Szron na mokrych liściach

      




      Nie zauważył nawet kiedy park przeszedł w 

cmentarz. Musiała tam być jakaś brama jednak nie 

zwrócił na nią uwagi. Mgły nieco opadły, ale w 

powietrzu czuło się jesienną wilgoć i zapach 

gnijących liści, na których pojawił się szron. Pan 

Wood pisał, że to zjawisko niezwykle rzadkie w 

naszym londyńskim klimacie.  

     Po tym jak zamierzał odebrać sobie życie utracił 

poczucie czasu, jakby wewnętrznie drzemał i nie 

wiedział, czy to pora zmierzchu, czy świtu.  Było to 

całkiem niejasne. Gdyby kogoś spotkał zapytałby o to, 

ale w pobliżu nikogo nie było. Życie wydawało mu się 

czymś nieprzeniknionym i nie wiadomo było, co 

skrywa mrok. Nie wiedział też dlaczego się nie zabił. 

Jego ciało powinno już było pływać w Tamizie,  ale 

wydarzyło się coś, co sprawiło, że cały plan zawiódł. 

Obudziła się w nim gwałtowna tęsknota za nią. Może 

warto było żyć, żeby ją choć na chwilę zobaczyć, 

choćby tylko oczami wyobraźni. Jednak nie mógł 

sobie przypomnieć jej twarzy. Zamyślił się i prawie 

wpadł na jakiś grób uderzając się boleśnie w kolano. 

Jakiś głos wydobył się spod ziemi i zajęczał:

       - Przepraszam. 

      Nie potrafił przestać się śmiać, jednak za sobą 

usłyszał inny, karcący głos: 

      - Co pan tutaj robi? 

      A ponieważ po odwróceniu się nie zobaczył żadnej 

osoby pominął pytanie milczeniem, ale wtedy 

usłyszał go jeszcze raz. 

     - Sami wariaci!  Nie można przejść paru 

kroków, żeby ich nie spotkać i wszyscy mają 

urojenia. Temu wydaje się, że istnieje. - powiedział 

dość głośno. 

     - Więcej pokory, szanowny panie. Śledzę pana od 

Regent Street i widziałem, co pan wyprawia. 

Najpierw włóczył się pan nad rzeką. Jaki to kawał 

drogi!  Potem po pustym parku, a teraz po 

cmentarzu.

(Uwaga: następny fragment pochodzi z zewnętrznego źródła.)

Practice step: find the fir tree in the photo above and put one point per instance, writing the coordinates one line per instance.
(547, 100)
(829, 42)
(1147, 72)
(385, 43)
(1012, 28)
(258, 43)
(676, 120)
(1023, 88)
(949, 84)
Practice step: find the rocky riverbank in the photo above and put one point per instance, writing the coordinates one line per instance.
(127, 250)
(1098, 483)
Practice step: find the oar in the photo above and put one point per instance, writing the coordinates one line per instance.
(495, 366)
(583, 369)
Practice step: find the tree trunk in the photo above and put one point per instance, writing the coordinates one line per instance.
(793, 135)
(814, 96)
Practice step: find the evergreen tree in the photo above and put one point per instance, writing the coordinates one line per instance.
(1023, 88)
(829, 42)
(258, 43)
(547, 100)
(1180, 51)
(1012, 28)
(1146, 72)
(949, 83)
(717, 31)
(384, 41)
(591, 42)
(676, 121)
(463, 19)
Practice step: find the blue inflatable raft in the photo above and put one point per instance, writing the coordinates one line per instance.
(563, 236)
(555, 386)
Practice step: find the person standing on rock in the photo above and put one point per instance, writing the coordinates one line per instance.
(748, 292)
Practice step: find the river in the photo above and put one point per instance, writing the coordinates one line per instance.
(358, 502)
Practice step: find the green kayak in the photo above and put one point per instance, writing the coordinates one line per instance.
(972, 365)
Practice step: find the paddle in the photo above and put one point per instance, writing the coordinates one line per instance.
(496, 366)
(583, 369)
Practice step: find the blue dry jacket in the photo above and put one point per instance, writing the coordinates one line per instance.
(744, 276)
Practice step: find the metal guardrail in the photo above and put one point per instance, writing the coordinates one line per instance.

I jeszcze śmieje się pan stojąc nad 

grobem. 

     - Ale ja cię nie widzę... 

     - Jestem Bezcielesny i nie można mnie zobaczyć.  

     - To dlaczego włóczysz się za mną od Regent Street? 

     - Bo chcę wiedzieć, co ty wyprawiasz.  

     - A nie widzisz? 

     - Widzę tylko to, co widzę, nie zgaduję twoich 

myśli. Dlaczego nie skoczyłeś, byłoby już po sprawie. 

I co u licha robisz przy tym grobie?  

     - Nie wiem. 

     - Nie wiesz, że to grób Lenory Rosett?  Znałeś ją

przecież!   

     Te słowa poraziły go. Przed chwilą o niej myślał. 

      - Ona żyje. - wyszeptał. 

      - Przyjrzyj się nagrobkowi. Co jest na nim 

napisane? 

      - Słabo widzę...Lenora...Darkness, without no 

sorrows...Ktoś położył czerwoną różę, ale ściął ją szron... To całkiem niemożliwe.  Nikogo tu nie było.  

Tylko ja ją znałem.  

     - Zawsze się tak wydaje.  Czemu się dziwisz? Była 

piękna.  

     - Nie interesuje mnie to!  Powiedz mi tylko, czy 

teraz jest zmierzch, czy przedświt.  To czyni realną 

różnicę. Od rana pracuję i nie mogę się spóźnić.  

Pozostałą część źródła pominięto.